In 1923 he was elected a Member of the Institution. He had been a member of the Cutting Tools Research Committee from its inception in 1919, and he carried out many important investigations in connection with its work. He received the Thomas Hawksley Gold Medal for his first paper to the Institution, "Measurement of Cutting Temperatures", which he presented in 1926. He was also awarded medals by the Manchester Association of Engineers and the Franklin Institute of America. In addition he compiled four Reports in connexion with the work of the Cutting Tools Research Committee, which were published in the PROCEEDINGS between 1927 and 1933. He carried out original investigations on the periodic fluctuations of hardness of materials, resulting from rotating specimens in a strong magnetic field, and described them in a paper read before the Royal Society in 1931. His most recent published work related to a new continuous test which he had devised for recording automatically the hardness changes taking place in materials during ageing; this was presented in a paper before the British Association in Nottingham in 1937. He was a member of several scientific institutions, and the author of a large number of papers on the testing of tool steels and other materials.

1938 Obituary [3]

By the death, on February 9, 1938, of Edward Geisler Herbert, the Institute has lost a member of rare originality of mind, and engineering in general a man of great ability and charm. No one could know Herbert without admiring his patient search for truth, his freshness of outlook, and, at last, the man himself. That it has not always been possible for others to repeat the results which he himself obtained was probably due, more than to any other single factor, to his wonderful manipulative ability. In his modesty, the wideness of his interests, his personal experimental skill, his enthusiasm - in the best sense of that word - and his freedom from mental rigidity, he belonged to the very best type of scientific worker.

Born in 1869, he received his early education at the Nottingham High School, and then proceeded to University College, London, where he graduated in science in 1889. His business career commenced in Manchester in 1892 when he joined a small firm of electrical engineers, but it was in 1895, when he started as a maker of machine tools, that he found his real vocation.

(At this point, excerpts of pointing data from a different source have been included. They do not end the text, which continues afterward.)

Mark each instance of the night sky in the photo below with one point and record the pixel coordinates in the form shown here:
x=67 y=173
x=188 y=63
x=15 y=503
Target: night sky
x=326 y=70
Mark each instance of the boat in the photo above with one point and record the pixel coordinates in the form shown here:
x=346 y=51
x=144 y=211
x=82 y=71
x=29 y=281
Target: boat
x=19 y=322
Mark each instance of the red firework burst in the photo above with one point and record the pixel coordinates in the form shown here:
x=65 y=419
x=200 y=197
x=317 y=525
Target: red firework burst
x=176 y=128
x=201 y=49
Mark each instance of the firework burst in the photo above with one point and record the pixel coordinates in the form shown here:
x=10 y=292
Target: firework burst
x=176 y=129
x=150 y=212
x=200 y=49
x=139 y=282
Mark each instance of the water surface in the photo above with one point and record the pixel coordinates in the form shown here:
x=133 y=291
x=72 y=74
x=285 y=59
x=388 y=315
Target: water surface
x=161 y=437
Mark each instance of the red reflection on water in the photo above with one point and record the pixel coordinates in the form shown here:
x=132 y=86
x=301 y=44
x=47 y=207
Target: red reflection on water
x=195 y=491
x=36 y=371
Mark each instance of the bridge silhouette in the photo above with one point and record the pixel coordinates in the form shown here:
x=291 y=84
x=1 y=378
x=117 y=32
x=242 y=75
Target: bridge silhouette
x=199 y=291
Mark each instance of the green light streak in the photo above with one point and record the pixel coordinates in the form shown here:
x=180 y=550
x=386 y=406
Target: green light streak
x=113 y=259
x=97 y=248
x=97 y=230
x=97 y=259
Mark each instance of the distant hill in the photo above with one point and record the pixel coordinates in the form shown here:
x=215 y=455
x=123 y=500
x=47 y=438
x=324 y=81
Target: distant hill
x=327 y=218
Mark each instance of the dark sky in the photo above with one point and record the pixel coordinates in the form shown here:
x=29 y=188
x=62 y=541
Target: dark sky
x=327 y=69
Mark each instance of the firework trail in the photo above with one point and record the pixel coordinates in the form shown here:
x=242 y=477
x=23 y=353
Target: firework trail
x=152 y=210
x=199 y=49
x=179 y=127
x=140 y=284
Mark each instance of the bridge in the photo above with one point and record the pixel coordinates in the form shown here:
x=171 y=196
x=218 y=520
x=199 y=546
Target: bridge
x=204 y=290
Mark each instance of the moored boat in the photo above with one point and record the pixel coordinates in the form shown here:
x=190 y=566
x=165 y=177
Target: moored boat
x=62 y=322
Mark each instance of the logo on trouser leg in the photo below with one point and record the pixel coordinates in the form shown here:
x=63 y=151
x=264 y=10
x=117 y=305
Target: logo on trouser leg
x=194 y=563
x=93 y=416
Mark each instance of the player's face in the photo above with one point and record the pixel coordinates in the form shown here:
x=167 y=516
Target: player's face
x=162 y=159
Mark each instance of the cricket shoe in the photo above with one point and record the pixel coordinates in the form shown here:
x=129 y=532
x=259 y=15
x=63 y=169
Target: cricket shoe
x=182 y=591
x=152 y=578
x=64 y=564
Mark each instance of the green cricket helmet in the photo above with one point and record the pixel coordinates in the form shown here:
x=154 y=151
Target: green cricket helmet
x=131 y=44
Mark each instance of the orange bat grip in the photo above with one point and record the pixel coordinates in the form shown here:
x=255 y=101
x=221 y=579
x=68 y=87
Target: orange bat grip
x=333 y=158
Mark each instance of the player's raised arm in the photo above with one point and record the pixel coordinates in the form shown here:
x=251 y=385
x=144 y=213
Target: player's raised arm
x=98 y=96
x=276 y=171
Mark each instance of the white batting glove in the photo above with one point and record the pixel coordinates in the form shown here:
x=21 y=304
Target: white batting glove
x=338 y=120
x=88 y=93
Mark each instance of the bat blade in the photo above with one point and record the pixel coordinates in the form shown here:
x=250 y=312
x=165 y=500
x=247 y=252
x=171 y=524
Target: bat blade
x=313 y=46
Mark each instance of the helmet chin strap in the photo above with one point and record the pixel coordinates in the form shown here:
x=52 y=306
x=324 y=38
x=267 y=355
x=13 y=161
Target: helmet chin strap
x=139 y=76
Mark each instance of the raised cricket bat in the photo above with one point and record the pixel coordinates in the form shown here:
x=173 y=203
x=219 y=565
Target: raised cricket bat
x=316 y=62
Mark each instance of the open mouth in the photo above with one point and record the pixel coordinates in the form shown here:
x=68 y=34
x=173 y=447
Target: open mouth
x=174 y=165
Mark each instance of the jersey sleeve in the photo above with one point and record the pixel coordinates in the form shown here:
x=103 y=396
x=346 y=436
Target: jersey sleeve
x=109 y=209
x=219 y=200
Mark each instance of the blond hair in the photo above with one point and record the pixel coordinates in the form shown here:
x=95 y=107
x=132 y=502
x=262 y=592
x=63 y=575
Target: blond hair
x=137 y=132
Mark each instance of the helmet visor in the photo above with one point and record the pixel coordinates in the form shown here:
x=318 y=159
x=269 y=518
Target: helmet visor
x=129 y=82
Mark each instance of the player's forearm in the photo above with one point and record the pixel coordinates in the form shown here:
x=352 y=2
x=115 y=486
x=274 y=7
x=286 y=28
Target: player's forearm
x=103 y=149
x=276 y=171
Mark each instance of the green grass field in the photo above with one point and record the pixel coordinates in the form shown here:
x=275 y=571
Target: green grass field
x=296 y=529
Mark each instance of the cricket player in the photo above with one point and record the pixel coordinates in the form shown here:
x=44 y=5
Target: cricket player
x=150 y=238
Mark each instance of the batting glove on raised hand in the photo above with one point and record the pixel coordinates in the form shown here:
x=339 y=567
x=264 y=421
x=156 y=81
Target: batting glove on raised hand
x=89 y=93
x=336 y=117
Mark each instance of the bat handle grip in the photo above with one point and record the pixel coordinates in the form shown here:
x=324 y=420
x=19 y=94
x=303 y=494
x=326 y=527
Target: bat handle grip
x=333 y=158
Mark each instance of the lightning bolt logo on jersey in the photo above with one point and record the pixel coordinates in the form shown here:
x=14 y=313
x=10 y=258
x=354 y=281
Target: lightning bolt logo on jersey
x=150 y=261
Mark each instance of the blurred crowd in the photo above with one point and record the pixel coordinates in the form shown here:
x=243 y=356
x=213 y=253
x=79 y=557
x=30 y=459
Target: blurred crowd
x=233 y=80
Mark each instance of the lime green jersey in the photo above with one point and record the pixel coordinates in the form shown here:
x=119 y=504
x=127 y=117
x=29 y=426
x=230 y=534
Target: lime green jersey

His researches on the efficiencies of cutting tools, and the ingenious machines which he devised in collaboration with his partner, the late Mr. Charles Fletcher, for their measurement, brought him a wide reputation. To metallurgists, however, he will be remembered chiefly for his "pendulum" hardness test, his "cloudburst" process of superficial hardening, and his work on the magnetic properties of steel. Almost up to the end he was engaged on the development of a method for the continuous measurement of hardness at temperatures above the normal, and it is some satisfaction that there is reason to hope that his last piece of work will not be left uncompleted.

Herbert's outlook was essentially that of a man of science, but that his work should prove of value to the community was ever his constant hope.

Mr. Herbert was elected a member of the Institute on October 30, 1930. F. C. THOMPSON.